The red jumpsuit fitting smartly around Leo Buckley's shoulders was like a generic superhero costume, with a blank spot on the chest for the logo, maybe a lightning bolt or Superman's S. If he were to choose, Buckley might prefer a picture of a bullet blasting from the barrel of a Colt .45. "The Human Bullet," Buckley said. He has that kind of low, scratchy voice that sounds rough enough to sharpen an ax.
Inside a commercial building at Newport State Airport, a lean man trained a camera on Buckley. In an accent that sounded like Schwarzenegger, the man asked, "Vat are you going skydiving for?" The Human Bullet did not understand. His powers do not include linguistics. He bunched his brow and cocked an ear to the cameraman, smiled politely. "What?"
Anything to say to family?
Buckley stared into the camera. His light eyes are bracketed by deeply grooved laugh lines. At 52, he retains the lean body of a contractor after three decades of hard, outdoor work. "Wish me luck," he said. "I hope I don't splat." He laughed from deep inside his chest like a revving diesel, a laugh that makes other people laugh.
Later, the video of his first parachute jump would be edited and set to music: "Right Now" by Van Halen, a song that asks, "What are you waiting for? "
"There may be a real point where I'm not able to do things," said Buckley. "I want to be able to do things now."
In February 2003, four months past his 50th birthday, Buckley's right hand went numb as he clenched a pen to take on the stack of work orders on his desk. His right leg betrayed him, too; it wouldn't move. Recovering from that stroke was like visiting the far future, where he may be old and infirm.
"I had a lot of memory problems, speech problems, my cognitive skills were pretty much nil. After I got out of the hospital I spent a month in rehabilitation, learning how to walk, learning how to use my hands so I could eat. Basically trying to learn how to dress myself."

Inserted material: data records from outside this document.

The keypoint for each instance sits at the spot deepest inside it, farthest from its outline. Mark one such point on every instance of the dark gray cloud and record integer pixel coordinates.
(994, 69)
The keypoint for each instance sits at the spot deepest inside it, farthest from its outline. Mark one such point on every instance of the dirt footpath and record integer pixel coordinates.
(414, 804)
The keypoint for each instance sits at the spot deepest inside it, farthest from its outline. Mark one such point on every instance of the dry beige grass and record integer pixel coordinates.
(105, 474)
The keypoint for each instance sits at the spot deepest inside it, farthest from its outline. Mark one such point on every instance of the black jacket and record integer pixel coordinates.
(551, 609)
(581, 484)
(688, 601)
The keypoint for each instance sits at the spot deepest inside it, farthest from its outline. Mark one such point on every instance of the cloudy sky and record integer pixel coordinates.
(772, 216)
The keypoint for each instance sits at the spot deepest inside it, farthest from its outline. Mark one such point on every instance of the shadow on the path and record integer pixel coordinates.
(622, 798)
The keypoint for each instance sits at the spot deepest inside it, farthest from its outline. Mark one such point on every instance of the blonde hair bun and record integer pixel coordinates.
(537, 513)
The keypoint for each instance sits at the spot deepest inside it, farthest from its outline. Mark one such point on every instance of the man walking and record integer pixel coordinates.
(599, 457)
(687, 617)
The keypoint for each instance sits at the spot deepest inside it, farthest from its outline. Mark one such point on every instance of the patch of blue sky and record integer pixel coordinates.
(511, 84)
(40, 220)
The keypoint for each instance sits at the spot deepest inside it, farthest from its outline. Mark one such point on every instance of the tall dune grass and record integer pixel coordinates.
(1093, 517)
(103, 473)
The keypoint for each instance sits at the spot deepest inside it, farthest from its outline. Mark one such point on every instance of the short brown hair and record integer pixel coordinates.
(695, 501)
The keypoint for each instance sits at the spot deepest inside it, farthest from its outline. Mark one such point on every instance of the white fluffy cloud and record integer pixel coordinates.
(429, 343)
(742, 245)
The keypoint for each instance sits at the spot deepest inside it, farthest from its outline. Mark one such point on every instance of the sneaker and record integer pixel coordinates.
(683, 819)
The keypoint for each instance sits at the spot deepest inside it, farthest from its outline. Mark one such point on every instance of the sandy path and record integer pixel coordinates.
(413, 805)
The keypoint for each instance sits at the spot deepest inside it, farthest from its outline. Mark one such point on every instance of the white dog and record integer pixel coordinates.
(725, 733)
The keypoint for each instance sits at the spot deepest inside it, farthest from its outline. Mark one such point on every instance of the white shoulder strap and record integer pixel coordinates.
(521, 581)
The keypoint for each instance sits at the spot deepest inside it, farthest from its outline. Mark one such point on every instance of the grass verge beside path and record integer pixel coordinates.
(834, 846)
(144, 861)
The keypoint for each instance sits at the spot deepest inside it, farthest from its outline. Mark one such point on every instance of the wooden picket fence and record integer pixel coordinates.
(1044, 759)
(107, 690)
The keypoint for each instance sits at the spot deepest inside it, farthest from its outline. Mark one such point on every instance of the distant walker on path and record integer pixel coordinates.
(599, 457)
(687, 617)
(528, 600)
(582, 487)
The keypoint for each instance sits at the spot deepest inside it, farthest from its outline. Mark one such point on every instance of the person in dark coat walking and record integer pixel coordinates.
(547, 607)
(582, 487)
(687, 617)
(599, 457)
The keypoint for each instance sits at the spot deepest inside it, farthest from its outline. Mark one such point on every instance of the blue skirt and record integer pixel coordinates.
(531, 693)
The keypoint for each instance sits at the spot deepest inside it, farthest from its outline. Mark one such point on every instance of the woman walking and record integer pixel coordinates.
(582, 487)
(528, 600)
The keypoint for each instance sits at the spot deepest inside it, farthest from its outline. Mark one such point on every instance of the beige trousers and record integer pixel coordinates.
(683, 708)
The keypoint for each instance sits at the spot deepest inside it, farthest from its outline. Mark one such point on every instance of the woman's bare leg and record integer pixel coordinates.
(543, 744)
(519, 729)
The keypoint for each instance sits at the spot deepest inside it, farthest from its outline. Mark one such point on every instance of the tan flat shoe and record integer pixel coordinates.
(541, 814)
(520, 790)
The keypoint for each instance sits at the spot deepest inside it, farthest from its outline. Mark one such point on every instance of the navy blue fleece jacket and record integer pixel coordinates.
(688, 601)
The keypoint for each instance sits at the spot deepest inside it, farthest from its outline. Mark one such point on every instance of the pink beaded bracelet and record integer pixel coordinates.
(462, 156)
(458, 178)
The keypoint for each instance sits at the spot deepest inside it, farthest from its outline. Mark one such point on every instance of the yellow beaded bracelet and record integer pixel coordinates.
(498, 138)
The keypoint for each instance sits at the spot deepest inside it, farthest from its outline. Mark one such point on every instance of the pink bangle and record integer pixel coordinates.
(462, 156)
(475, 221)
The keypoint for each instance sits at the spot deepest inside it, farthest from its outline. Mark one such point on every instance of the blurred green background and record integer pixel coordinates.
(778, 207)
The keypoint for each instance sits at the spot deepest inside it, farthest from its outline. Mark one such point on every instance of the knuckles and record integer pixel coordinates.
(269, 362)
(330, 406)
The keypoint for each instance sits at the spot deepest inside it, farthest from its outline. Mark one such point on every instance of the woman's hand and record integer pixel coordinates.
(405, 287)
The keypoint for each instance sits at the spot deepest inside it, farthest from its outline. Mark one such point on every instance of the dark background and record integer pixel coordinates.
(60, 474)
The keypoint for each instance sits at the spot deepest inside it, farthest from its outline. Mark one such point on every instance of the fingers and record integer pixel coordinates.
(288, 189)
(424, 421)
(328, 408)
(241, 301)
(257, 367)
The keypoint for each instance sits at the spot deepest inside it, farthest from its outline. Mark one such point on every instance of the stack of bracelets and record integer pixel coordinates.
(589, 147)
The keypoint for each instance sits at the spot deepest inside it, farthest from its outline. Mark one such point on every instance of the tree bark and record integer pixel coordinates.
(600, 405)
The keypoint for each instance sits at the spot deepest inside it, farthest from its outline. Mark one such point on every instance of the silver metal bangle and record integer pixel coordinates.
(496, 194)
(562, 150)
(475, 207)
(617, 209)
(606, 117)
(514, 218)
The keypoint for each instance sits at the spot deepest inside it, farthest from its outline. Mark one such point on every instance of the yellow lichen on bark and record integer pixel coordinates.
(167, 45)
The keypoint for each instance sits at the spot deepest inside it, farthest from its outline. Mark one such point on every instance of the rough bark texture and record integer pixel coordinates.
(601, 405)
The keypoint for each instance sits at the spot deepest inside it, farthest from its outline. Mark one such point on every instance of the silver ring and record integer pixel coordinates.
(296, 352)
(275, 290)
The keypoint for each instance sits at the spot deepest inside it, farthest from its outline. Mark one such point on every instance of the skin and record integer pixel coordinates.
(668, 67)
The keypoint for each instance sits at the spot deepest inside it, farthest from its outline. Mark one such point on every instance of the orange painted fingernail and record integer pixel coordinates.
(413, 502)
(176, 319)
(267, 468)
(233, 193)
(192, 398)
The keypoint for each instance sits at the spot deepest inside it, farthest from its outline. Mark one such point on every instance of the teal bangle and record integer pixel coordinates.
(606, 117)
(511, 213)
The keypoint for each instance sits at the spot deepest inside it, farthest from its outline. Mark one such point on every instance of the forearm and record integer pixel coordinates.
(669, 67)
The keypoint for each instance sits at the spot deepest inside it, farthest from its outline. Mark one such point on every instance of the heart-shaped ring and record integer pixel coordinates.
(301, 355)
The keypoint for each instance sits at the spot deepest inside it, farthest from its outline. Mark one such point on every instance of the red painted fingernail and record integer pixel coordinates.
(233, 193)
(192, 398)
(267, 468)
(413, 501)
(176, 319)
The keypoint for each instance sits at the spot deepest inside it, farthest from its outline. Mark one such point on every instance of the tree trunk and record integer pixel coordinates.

Stuck at home, in Franklin, Mass., often in a wheelchair, the self-described workaholic was forced onto Social Security disability. He became clinically depressed and needed prescription mood pills. "I was," he said, "the most miserable son-of-a-gun."
On the tarmac in Newport, he clip-clopped with a light limp in his right leg. The single-prop Cessna had barely enough room in the back for two jumpers, two instructors and two parachutes.
"I've always put things off," Buckley would say later. "The stroke put me at a point where I want to do stuff. I want to do things with my wife that we haven't done. You do stuff for everybody else, for the family" -- he has four sons and four grandsons -- "I want to do stuff I want."
As the plane spiraled to 10,000 feet above Aquidneck Island, Buckley could pick out First and Second Beaches, like two white smiles on the shore, and then the Pell Bridge, the old Navy piers off the west side of Middletown. Buckley clipped to the instructor, who operated the parachute for their tandem jump. Buckley was cargo; his responsibilities would end when they left the plane. Together, they crab-walked to the aircraft's open door. Buckley had no fear, no thought that the chute might not open. "I'm saying, oh, yeah, finally, this is it."
A camera strapped to the instructor's wrist recorded the next 30 seconds. The Human Bullet free-fell. The wind screamed. The skin on Buckley's face stretched tight and the air rippled through his jowls. He plunged at 120 mph, but had no sensation of falling. He felt he was flying. There was a tug when the rainbow-colored rectangle spread above him. The howl of the wind disappeared and the only noise was Buckley's ragged cry, sounding like old gravel-throated Boston Celtic announcer Johnny Most on the famous night Havlicek stole the ball.
"That was unbelievable," he screamed as they floated. "What a rush! Uhhhhhh! Ahhhhh! AWESOME! Yeah! Yeah-hoo!"
Some 20 people, including Buckley's wife, Doreen, waited back on earth to greet him as he plopped into a grassy field. "I was happy people were getting a chance to see this, to support this. My mother's 82. She was crying; she was nervous, I think," he said. "The rush of air, that speed, though you really don't feel how fast you're going until the chute opens." He whispered, as if awed, "and then it's just like . . . wow. I didn't want to give the suit back."
Leo Buckley is 50s in body though sometimes feels older; he says he feels 30 in his soul. For a few seconds over Newport he entered a state that age cannot reach, because those numbers are meaningless two miles up, to a man moving like a bullet.